May 31, 2011
May 18, 2011
Recent reports of bad boy behavior among the high and mighty (Strauss-Kahn, Schwarzenegger) have dovetailed with a couple of other news stories about bad boy behavior in the Ivy League, specifically at Yale and Dartmouth. These elite institutions are, of course, the breeding ground for our future leaders, and I am wondering if we are not seeing a pattern here. More to the point, I am wondering where our leaders get this outsized sense of entitlement, that they can run roughshod over common morality with such impunity. JFK and Eliot Spitzer are two other such egregious abusers of women (their concubines and their wives) who spring to mind. And there have been so many others.
I am beginning to think a significant proportion of the people we elect to high places are sociopaths. Definition: “A person with a personality disorder manifesting itself in extreme antisocial attitudes and behavior and a lack of conscience.” Sociopaths are often oh-so-charming, slick and manipulative, without any capacity for empathy—solipsists to the core, in fact, for whom no one and nothing exists except to serve their own gratification, amusement, and enrichment. How else can one account for the mess we are in today?
Of course, we are all solipsists to an extent. It takes a real effort to imaginatively experience the otherness of another. When we do, it sometimes comes with a euphoric shock of recognition and, for me at any rate, a welcome understanding that I am not alone “in this dark world and wide.” But the Profumos of this world (and he was the earliest manifestation of this sort of thing in my memory) have no such epiphanic moments. They live locked in a world of their own exclusivity, unable to share in the wonder of the other.
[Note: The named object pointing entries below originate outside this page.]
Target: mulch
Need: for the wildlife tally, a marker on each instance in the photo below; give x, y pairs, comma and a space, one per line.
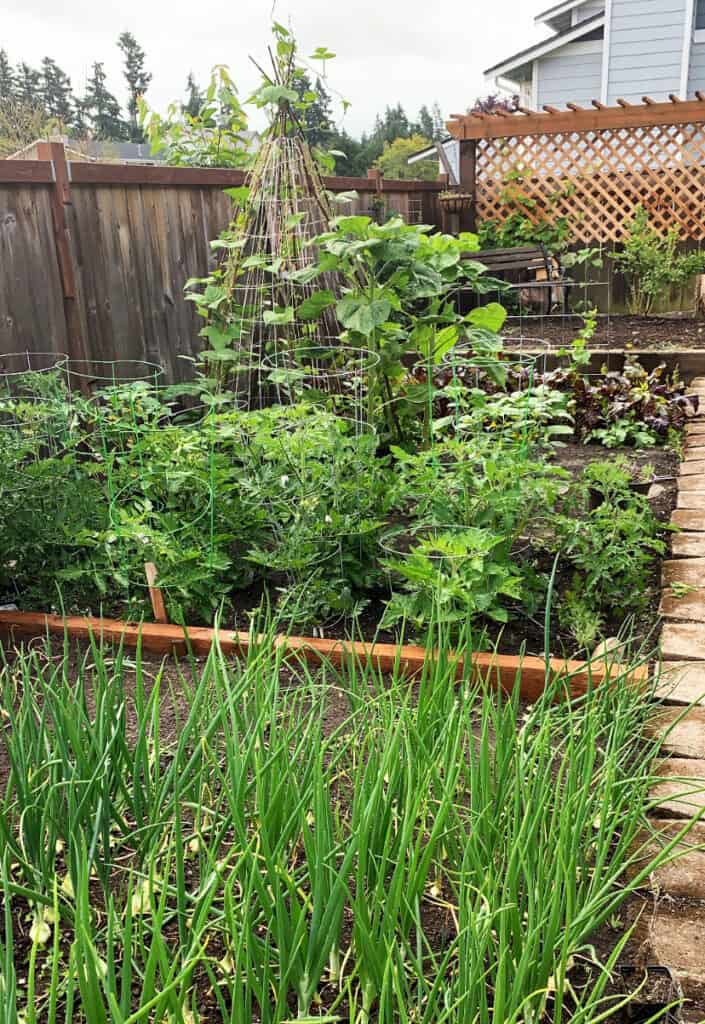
666, 333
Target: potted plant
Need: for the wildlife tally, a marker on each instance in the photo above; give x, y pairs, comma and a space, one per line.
455, 201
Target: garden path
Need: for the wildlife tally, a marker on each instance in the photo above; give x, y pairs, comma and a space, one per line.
675, 925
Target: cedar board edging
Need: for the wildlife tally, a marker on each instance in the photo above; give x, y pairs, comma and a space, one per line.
158, 638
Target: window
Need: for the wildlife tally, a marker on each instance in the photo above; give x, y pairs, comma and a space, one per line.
700, 15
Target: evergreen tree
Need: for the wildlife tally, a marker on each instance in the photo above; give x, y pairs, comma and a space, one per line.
6, 77
317, 118
28, 87
102, 109
80, 127
354, 162
56, 95
425, 123
137, 80
440, 130
195, 97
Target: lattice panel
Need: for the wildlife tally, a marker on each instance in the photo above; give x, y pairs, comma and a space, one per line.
596, 178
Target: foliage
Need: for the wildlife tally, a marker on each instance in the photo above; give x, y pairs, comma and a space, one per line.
47, 91
611, 538
652, 263
55, 93
637, 406
291, 868
473, 497
21, 124
137, 79
399, 284
525, 223
213, 136
455, 574
101, 107
394, 160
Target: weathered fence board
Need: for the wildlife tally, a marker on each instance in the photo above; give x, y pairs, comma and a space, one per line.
134, 236
31, 300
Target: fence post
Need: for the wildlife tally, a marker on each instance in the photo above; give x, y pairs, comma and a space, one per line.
377, 203
468, 181
60, 211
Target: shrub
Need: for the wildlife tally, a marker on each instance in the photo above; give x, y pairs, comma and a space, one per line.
652, 264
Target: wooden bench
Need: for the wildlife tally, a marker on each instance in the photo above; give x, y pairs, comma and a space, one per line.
527, 268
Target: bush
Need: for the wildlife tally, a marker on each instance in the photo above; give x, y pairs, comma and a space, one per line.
652, 264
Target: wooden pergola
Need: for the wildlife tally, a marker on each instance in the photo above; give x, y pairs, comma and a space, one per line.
593, 165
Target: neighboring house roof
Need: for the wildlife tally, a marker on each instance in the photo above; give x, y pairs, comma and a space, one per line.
553, 16
547, 46
430, 151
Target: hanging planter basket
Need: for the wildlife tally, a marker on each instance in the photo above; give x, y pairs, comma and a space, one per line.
456, 202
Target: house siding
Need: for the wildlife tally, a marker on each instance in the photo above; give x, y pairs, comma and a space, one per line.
590, 9
696, 77
646, 48
570, 75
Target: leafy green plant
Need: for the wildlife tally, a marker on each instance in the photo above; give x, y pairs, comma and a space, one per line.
283, 863
652, 263
625, 432
613, 545
215, 136
400, 283
452, 577
524, 222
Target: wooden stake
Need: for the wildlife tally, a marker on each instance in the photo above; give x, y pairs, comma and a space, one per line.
156, 596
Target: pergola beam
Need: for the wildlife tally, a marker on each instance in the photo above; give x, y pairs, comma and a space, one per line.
576, 119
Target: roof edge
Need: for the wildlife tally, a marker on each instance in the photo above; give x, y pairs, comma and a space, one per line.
546, 46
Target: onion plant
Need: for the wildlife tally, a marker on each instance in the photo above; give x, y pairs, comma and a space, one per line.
434, 851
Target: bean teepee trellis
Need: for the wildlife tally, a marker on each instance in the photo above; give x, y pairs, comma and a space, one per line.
267, 322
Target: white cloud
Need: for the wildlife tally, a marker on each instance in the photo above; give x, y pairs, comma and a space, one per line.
410, 51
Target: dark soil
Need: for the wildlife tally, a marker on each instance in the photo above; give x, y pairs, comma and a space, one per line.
667, 333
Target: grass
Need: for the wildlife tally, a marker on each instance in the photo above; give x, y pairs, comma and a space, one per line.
433, 852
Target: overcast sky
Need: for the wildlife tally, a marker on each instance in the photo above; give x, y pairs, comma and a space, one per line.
413, 51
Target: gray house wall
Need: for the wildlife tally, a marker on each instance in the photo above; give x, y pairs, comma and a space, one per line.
696, 78
646, 40
571, 74
589, 9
Which, I guess, would be fine, except sociopathy so often manifests itself in pursuits inimical to a healthy society, from running for office to serial killing.
Is there some way we can identify and filter these people out of our political process? Probably not. Unless we can find a way to identify the right people (rather than allow the wrong ones to self-select themselves for political office), and encourage and support them in their races. Otherwise, we are left with the non-solution proposed by Gore Vidal, that “[a]ny American who is prepared to run for [office] should automatically, by definition, be disqualified from ever doing so.”